On our third day, we woke early to catch the tour bus headed the hour drive north to the Sumidero Canyon, where we eagerly hopped into a boat.  At the boat launch, the surrounding terrain is almost completely flat, so it comes as a surprise that after about 20 minutes of cruising up the river, huge cliffs spring out of nowhere, some towering as high as one kilometer above the river below.  Just as we were entering the high walls of the canyon, another of the natural attractions caught our eye…a crocodile sunning itself on the shore, mouth ajar.  Floating further into the canyon, the sheer cliffs rose on both sides, and the ones up ahead looked veiled in the late morning haze, creating a layered effect.  All the boats stop mid-river at a particular angle to see the view that is represented on the state seal of Chiapas.  Our boat pulled into a shrine in the Cueva de Colores, named for the pink markings on the walls, before moving deeper along the 42 kilometers of canyon.  My favorite was the “Christmas Tree” formation, formed over millions of years by a trickling waterfall.  As we pulled in beneath it, it was truly stunning to see what a little water, rock, and greenery can accomplish…and I felt very, very tiny.

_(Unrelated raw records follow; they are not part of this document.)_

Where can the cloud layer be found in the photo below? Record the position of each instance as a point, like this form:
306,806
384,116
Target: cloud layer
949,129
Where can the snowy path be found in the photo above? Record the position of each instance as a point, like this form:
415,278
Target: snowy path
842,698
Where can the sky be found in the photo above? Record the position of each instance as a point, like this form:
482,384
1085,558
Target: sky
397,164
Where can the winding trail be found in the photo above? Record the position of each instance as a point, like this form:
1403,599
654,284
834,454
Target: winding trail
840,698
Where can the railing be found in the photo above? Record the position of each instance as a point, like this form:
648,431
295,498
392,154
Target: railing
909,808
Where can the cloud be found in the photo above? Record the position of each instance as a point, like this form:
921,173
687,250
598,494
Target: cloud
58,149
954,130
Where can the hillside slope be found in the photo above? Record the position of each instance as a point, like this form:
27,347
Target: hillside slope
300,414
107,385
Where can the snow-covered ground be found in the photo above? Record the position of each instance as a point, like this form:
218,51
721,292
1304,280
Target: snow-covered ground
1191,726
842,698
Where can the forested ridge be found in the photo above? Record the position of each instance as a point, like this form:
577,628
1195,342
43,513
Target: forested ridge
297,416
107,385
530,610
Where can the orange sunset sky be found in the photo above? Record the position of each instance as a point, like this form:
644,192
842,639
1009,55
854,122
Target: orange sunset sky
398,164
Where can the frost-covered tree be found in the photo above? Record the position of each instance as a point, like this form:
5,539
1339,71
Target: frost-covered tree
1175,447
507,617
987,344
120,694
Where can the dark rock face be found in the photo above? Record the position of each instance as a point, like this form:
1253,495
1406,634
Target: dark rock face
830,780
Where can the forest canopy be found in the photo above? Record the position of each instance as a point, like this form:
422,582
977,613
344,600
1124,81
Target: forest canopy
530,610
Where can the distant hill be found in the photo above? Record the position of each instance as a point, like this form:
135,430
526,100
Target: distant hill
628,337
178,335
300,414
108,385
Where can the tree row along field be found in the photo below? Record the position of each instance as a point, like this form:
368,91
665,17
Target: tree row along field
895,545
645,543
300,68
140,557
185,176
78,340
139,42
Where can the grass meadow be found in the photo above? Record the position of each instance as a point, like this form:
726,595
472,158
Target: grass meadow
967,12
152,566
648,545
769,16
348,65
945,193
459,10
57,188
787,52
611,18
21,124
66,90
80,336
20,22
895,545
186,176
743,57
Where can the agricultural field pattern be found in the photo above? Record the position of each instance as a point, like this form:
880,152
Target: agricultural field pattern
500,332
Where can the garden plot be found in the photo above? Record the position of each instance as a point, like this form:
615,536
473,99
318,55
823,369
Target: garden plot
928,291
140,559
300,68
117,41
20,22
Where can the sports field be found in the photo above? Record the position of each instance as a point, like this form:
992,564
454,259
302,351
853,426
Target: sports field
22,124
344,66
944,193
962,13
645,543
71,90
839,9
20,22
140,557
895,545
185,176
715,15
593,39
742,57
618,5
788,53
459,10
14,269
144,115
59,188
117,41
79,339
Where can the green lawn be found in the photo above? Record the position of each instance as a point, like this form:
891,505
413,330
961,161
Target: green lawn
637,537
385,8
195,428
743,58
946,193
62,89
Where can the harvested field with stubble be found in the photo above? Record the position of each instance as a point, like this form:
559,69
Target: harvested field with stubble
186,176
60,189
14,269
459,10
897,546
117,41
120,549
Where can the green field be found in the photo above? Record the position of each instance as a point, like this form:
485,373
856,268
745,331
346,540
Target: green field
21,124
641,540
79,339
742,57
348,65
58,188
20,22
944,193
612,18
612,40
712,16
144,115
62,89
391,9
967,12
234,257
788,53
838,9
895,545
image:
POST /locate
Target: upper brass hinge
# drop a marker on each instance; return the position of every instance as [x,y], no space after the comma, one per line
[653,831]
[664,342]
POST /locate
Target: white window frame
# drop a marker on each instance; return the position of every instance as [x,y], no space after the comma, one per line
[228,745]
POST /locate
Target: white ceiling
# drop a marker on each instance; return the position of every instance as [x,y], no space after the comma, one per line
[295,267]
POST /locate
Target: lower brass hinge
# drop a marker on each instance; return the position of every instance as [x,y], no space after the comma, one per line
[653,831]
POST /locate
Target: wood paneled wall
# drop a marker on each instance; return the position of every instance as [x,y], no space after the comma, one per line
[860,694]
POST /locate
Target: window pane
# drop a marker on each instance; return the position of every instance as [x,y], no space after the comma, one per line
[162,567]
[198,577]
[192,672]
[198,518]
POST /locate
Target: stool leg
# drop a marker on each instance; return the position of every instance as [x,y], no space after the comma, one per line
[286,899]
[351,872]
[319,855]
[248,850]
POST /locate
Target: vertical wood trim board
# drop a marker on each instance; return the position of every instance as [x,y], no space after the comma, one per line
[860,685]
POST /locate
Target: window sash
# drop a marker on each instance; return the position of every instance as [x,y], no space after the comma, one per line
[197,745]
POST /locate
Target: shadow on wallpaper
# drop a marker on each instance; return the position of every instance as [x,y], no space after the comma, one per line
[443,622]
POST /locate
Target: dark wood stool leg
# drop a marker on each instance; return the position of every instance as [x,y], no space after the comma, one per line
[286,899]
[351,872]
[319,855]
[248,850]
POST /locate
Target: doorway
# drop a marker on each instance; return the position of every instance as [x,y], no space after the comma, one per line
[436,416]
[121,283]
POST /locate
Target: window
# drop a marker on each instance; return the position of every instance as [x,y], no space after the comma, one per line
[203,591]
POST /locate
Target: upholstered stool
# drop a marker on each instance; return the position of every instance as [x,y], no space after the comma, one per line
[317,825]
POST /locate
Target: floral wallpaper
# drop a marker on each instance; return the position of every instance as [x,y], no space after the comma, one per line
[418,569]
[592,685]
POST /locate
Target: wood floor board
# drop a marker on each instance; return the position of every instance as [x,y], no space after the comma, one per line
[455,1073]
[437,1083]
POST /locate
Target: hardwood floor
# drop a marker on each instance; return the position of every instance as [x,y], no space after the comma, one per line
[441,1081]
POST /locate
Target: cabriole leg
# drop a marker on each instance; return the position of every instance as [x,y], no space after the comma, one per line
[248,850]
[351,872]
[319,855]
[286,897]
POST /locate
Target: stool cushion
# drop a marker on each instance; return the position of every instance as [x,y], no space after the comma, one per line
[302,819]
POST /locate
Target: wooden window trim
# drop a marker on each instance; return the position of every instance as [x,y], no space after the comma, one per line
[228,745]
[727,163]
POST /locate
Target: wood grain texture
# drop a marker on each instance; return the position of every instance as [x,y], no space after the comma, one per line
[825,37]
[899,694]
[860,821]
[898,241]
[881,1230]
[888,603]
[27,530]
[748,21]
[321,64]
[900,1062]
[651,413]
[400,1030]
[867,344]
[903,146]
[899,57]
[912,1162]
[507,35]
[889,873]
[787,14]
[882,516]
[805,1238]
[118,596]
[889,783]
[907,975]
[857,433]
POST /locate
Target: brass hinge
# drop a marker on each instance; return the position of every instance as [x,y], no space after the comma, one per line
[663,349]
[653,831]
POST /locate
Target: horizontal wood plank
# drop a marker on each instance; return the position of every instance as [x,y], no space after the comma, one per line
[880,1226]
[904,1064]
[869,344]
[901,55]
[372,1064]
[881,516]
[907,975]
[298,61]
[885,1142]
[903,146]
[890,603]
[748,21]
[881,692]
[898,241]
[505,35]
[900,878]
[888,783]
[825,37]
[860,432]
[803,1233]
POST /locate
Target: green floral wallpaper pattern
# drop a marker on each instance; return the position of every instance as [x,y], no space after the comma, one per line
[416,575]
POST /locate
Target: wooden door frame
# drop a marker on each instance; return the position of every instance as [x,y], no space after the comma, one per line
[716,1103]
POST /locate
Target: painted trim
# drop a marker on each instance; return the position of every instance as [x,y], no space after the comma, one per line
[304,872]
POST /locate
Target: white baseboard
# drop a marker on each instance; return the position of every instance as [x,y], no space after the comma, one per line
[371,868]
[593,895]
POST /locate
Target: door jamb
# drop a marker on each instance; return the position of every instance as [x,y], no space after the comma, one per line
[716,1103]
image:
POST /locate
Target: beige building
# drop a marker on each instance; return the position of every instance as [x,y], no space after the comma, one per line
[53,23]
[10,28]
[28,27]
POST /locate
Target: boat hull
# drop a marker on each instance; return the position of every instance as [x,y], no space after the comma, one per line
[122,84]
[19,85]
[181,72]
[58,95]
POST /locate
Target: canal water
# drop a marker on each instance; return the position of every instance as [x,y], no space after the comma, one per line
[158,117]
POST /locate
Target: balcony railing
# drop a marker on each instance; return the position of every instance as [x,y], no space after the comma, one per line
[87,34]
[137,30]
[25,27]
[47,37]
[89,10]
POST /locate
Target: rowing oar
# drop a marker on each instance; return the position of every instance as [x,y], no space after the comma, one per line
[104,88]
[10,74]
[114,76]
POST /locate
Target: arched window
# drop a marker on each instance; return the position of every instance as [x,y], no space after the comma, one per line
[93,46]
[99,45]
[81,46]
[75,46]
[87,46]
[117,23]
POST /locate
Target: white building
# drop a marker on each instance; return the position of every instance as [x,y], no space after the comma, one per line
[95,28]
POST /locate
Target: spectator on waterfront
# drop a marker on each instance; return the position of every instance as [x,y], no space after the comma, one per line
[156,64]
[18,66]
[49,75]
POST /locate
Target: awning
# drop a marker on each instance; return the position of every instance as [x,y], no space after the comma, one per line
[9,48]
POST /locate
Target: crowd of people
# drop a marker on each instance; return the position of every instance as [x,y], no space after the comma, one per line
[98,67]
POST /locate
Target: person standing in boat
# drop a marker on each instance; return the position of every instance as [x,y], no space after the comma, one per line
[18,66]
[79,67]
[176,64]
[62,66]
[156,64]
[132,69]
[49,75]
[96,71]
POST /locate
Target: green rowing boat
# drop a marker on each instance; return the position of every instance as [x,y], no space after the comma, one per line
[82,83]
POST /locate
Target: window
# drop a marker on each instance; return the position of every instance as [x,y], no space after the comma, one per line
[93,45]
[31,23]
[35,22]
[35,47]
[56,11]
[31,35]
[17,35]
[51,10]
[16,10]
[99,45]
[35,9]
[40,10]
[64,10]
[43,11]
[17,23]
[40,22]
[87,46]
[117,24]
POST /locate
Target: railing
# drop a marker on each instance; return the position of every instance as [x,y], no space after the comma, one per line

At the end of the canyon, we pull up at a dam that harnesses enough power to service all of Chiapas and most of Tabasco.  Entrepreneurs pulled their boats alongside ours to sell welcome refreshments…we bought a small bag of fresh jicama sliced and doused in lime and chilli.  After that, we zoomed back through the canyon at triple the speed we had come through before, wind whipping our hair and cooling us from the hot sun.  We were relieved to get back into our van and drive the short way into the center of Chiapa de Corzo, the cute little town that serves as the main jumping-off point for the canyon.  Here we circled the small market, the ornately painted church and monastery, and the park with its marimba player statue, before finding a shady perch to wait until we headed back to San Cristobal.  On the way out of town, a crowd of protesting locals blocked the tollbooth on the highway, demanding money from our driver!  It was the first of many such protests we were going to see over the next couple days.











That night we burrowed beneath our three thick blankets for the last time and woke into the misty morning to catch the early morning bus onward to Palenque…although we had to take a three hours detour up through Tabasco via Villahermosa, due to whole villages of protestors camping out on highways and laying down boards with exposed nails to stop vehicles all across central Chiapas.  Oh my!